Assim, mandam trazer gelos. Depressa. Diga-lhe que é para o rei. No estúdio de Lely. Carlo entra com a arca de gelo. Não posso mexer-me, não posso avisá-lo. Estou fixa e imóvel no meu divã, como Daphne pregada ao chão enquanto se transforma em arbusto.
– Ah, Demirco. Ponha-os ali.
Ele estacou abruptamente e está a olhar para mim.
– Vá lá, homem. Até parece que nunca viu uma mulher nua.
Ele recupera rapidamente.
– Nenhuma tão bela como esta, senhor.
– Sim. – Carlos acaricia o bigode, satisfeito. – É encantadora, não é?
Olha para Peter, depois para mim. Peter parou, com o pincel suspenso sobre a tela, surpreendido. Ambos fixam os olhos em mim.
Um rubor – profundo e escarlate, como uma folha de vinha no Outono – invadiu a minha pele branca, desde as pernas expostas até à ponta das orelhas.
Nell, na corte.
– Oh, madame Carwell. Ouvi dizer que foi pintada recentemente apenas com uma camisa de seda.
– É verdade, Nell. O retrato de Sir Peter está muito bonito.
– Talvez fiquemos penduradas lado a lado na galeria do rei. Para que os cavalheiros seus amigos possam comparar-nos. Como meretriz, claro, eu consideraria uma grande honra, ser comparada com uma dama tão fina como a senhora.
Não respondo.
– Diga-me, já viu Carlos Terceiro esta manhã? – pergunta.
Sinto que é uma armadilha, mas mesmo assim caio nela.
– Porque lhe chama Carlos Terceiro? É Carlos Segundo.
Ela começa a contar pelos dedos.
– O meu primeiro Carlos era Carlos Hart, o segundo Carlos Sackville, portanto Carlos Stuart é o meu Carlos Terceiro. Presumo, então, que a senhora só teve dois Carlos até agora?
Quando ela começa com estas coisas, não há nada a fazer senão manter a calma. É como uma criança que se recusa a ir para a cama, cuja única maneira de falar com os adultos é chocar. Amavelmente, digo:
– Antes de conhecer o rei, Nell, eu nunca tinha tido outro homem.
– Oh, enfim – diz ela, sacudindo a cabeça. – Ainda há tempo. Ele não se importa, sabe. A Barbara Villiers teve quatro de uma vez, e o rei só disse que o que serve para um homem, também serve para outro.
Um insulto simples e óbvio, como tantos que ela faz. No entanto, deixa-me a pensar.
As jóias da coroa estão em exposição na Torre de Londres, onde qualquer homem as pode ver por um dinheiro. Quase foram roubadas alguns anos antes, mas Carlos não as guarda em lugar seguro, escondidas. Porque não?
Uma actriz. Uma mulher que representa muitos papéis. Um rei que é forçado a fazer o mesmo.
Uma meretriz. Uma mulher que teve muitos amantes e poucos deles por amor.
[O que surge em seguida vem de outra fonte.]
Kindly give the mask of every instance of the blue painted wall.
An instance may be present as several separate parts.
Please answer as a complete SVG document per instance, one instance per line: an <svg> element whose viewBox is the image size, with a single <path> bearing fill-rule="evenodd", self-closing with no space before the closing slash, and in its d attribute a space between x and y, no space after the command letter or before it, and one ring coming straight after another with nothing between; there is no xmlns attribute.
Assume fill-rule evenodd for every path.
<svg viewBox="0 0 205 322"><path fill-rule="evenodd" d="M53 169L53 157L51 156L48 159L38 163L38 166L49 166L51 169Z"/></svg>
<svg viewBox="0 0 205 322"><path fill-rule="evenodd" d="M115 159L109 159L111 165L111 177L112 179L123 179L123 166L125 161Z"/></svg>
Um rei que escolhe fazer o mesmo.
Colocar-me contra Nell Gwynne – poderá ser, de alguma forma, deliberado? Fará tudo parte da mesma característica?
Estou a aperceber-me de que existe em Carlos um cinismo muito profundo – quase uma escuridão. Ao seu cepticismo natural, juntaram-se os efeitos das suas experiências no exílio: vaguear de corte em corte, bem recebido para o caso de poder vir a revelar-se útil, tolerado apenas até as considerações politicas em constante mutação tornarem os seus anfitriões receosos de o receber.
Nell e eu temos isto em comum, compreendo sobressaltada, tanto uma com a outra, como com o próprio Carlos: sabemos o que é estar na miséria, sem qualquer poder e com frio.
Será por isso que ele mantém homens como lorde Rochester por perto – encontrará no seu sarcasmo amargo e trocista um eco do que se encontra na sua própria mente?
E quando diz que eu e ele somos iguais – será mesmo isso que quer dizer? Só será verdadeiramente feliz depois de eu lhe dar a satisfação de provar que ele está certo?
Será que precisa que lhe mostre que sou capaz de me rebaixar tanto como ele?